BoP Boom in Japan Part I
Friday, March 30, 2012
The year 2009 was referred to as “The first year of BoP in Japan”. Not only did the Japanese translation of the late Prof. Prahalad’s “The Fortune at the Bottom of the Pyramid” received much attention, BoP market analyzation that focused on emerging markets in Asia and African countries gained wide recognition too. Documentaries on the subject were broadcasted not only on commercial TV stations but also on NHK (Japan Broadcasting Corporation), giving it an official media appeal. Subsequently, the joint ventures between UNIQLO and Yukiguni Maitake Company with Grameen in Bangladesh in 2011 accelerated the BoP boom.
I attended two BoP seminars organized by Japan External Trade Organization (JETRO) in February in Tokyo. The overwhelming participation resulted in the venue being changed to a bigger hall to meet the increasing demand in terms of interest of Japanese companies’ who wish to tap the BoP market based on push factors of prolonged domestic economic stagnation, population decrease etc. as well as pull factors such as economic and population growth in emerging markets.
The first seminar was the kick-off seminar for a series of upcoming “BoP volume zone market” seminars with the title “Towards the building of BoP business model – report from the site”. The half day seminar which attracted 300 audiences was co-organized by Ministry of Economy, Trade and Industry (METI) and the sponsors included International Finance Corporation (IFC) and United Nations Development Program (UNDP). The three key note speakers were invited from India. They shared perspectives on the following titles of “Overview of the offerings of the Tata Group to the BoP” (by Tata Consultancy Services), “Serving society through sciences – the drinking water challenge” (by Tata Chemicals) as well as “Energizing BoP” (by Appropriate Rural Technology Institute).
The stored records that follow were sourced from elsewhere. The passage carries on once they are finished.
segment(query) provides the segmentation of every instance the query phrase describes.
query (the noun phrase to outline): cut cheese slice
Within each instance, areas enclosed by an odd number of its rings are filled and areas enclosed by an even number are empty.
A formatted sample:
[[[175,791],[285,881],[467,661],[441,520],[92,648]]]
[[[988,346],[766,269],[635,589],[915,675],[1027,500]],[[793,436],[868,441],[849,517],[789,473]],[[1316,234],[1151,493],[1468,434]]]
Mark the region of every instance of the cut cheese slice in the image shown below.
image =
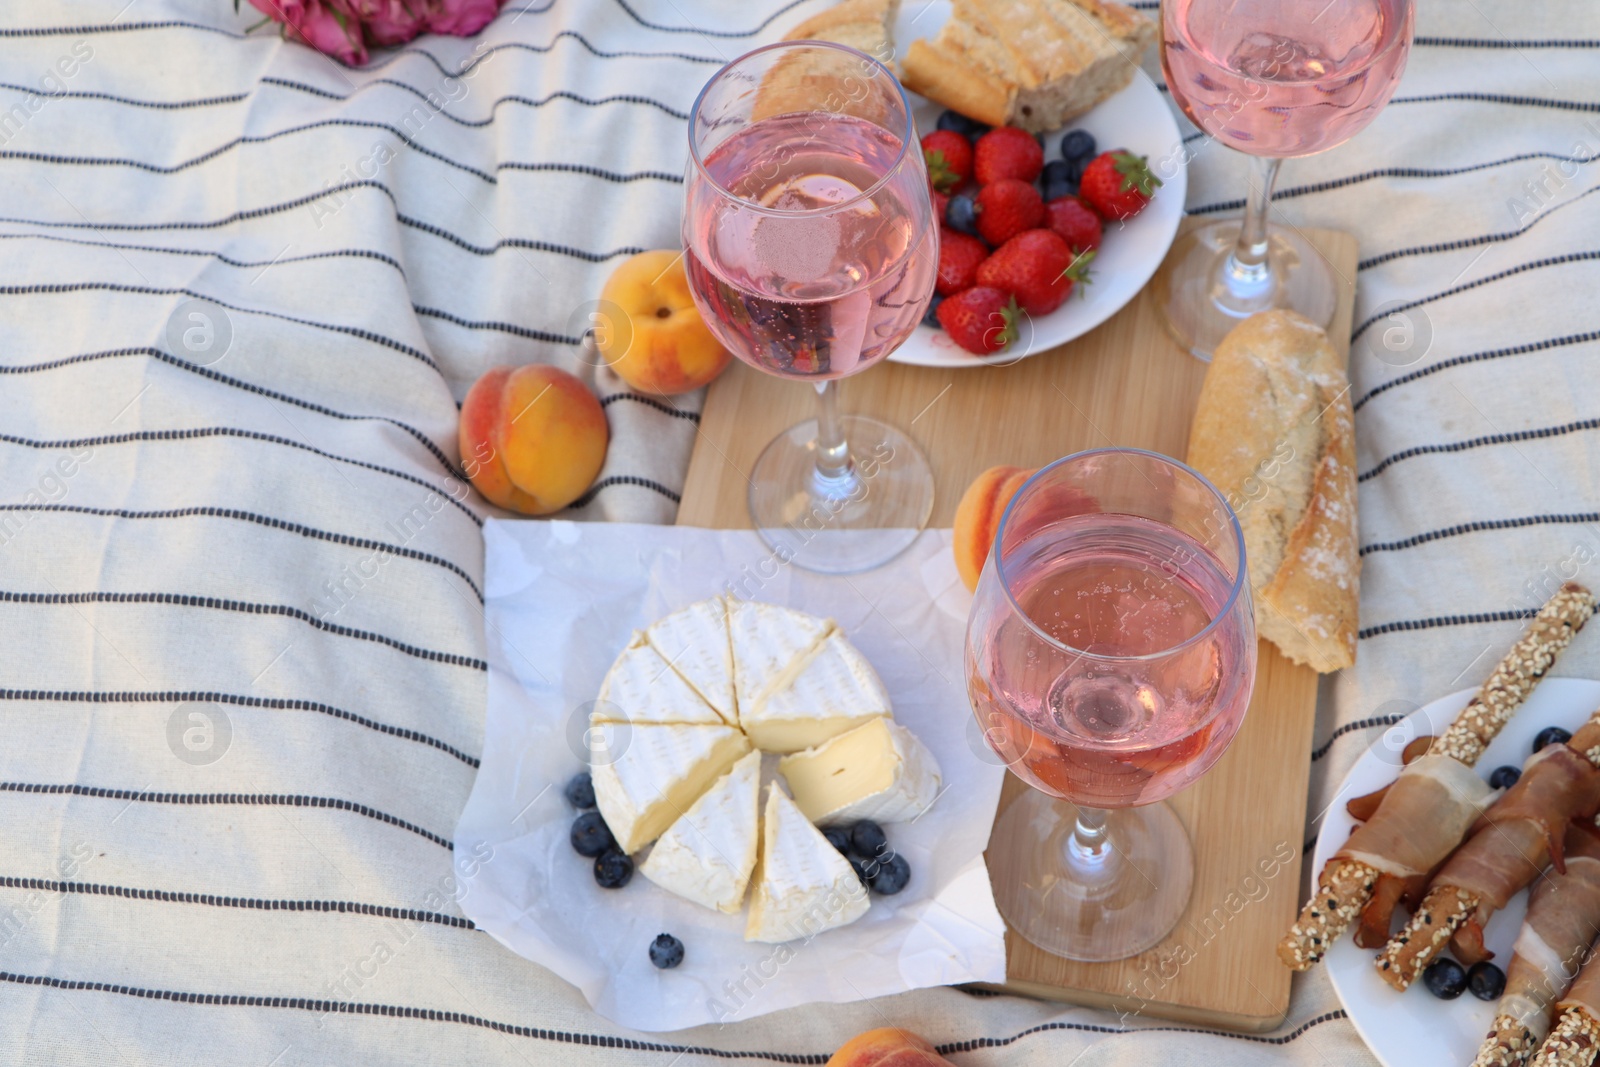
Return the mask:
[[[890,714],[889,694],[856,647],[834,630],[800,662],[787,684],[739,704],[739,725],[766,752],[815,748]]]
[[[817,748],[785,756],[778,773],[814,823],[914,819],[939,795],[939,764],[916,735],[870,719]]]
[[[726,726],[717,710],[690,688],[666,660],[647,644],[643,634],[606,672],[600,699],[589,714],[592,722],[705,723]]]
[[[669,893],[729,915],[744,905],[761,837],[761,753],[733,765],[661,835],[639,873]]]
[[[729,726],[739,724],[733,698],[733,649],[728,608],[721,597],[675,611],[645,631],[645,638],[684,681],[717,709]]]
[[[815,615],[729,597],[728,634],[740,715],[764,694],[788,685],[805,653],[832,629],[832,622]]]
[[[867,887],[778,783],[767,790],[746,941],[810,938],[867,913]]]
[[[634,723],[589,731],[595,802],[624,852],[661,836],[750,751],[731,726]]]

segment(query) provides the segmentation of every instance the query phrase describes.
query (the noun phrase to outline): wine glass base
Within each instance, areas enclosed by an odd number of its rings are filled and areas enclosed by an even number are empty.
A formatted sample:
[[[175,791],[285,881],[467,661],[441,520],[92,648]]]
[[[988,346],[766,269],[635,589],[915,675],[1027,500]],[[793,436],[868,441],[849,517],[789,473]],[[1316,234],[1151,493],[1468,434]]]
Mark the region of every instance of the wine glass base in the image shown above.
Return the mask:
[[[1228,331],[1258,311],[1288,308],[1325,327],[1338,307],[1339,288],[1327,260],[1293,230],[1269,231],[1271,284],[1258,291],[1230,286],[1228,256],[1240,225],[1225,219],[1183,234],[1156,275],[1156,301],[1167,330],[1202,360],[1210,361]]]
[[[916,443],[864,415],[840,418],[852,470],[817,471],[817,422],[779,434],[750,471],[750,517],[782,563],[854,574],[910,547],[933,511],[933,472]],[[848,534],[848,536],[845,536]]]
[[[1006,809],[988,853],[1000,914],[1069,960],[1104,963],[1153,948],[1178,925],[1194,887],[1183,824],[1164,803],[1110,811],[1110,848],[1085,863],[1069,851],[1077,814],[1035,789]]]

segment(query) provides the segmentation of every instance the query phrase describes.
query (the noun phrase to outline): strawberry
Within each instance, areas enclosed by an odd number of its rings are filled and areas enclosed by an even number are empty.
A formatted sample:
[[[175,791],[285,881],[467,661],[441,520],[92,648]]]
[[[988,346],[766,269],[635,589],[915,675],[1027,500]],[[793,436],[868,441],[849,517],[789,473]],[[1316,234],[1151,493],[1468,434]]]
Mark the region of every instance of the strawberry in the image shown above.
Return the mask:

Drawing from practical insight, the speakers advised that if Japanese companies are looking for sustainable business opportunities, it is better to build a long term partnership of trust with local social businesses instead of with NGOs. In addition, the selection of partners should be based primarily on the vision and mission of the chosen partners. Otherwise, a mismatch could lead to a high risk of business failure.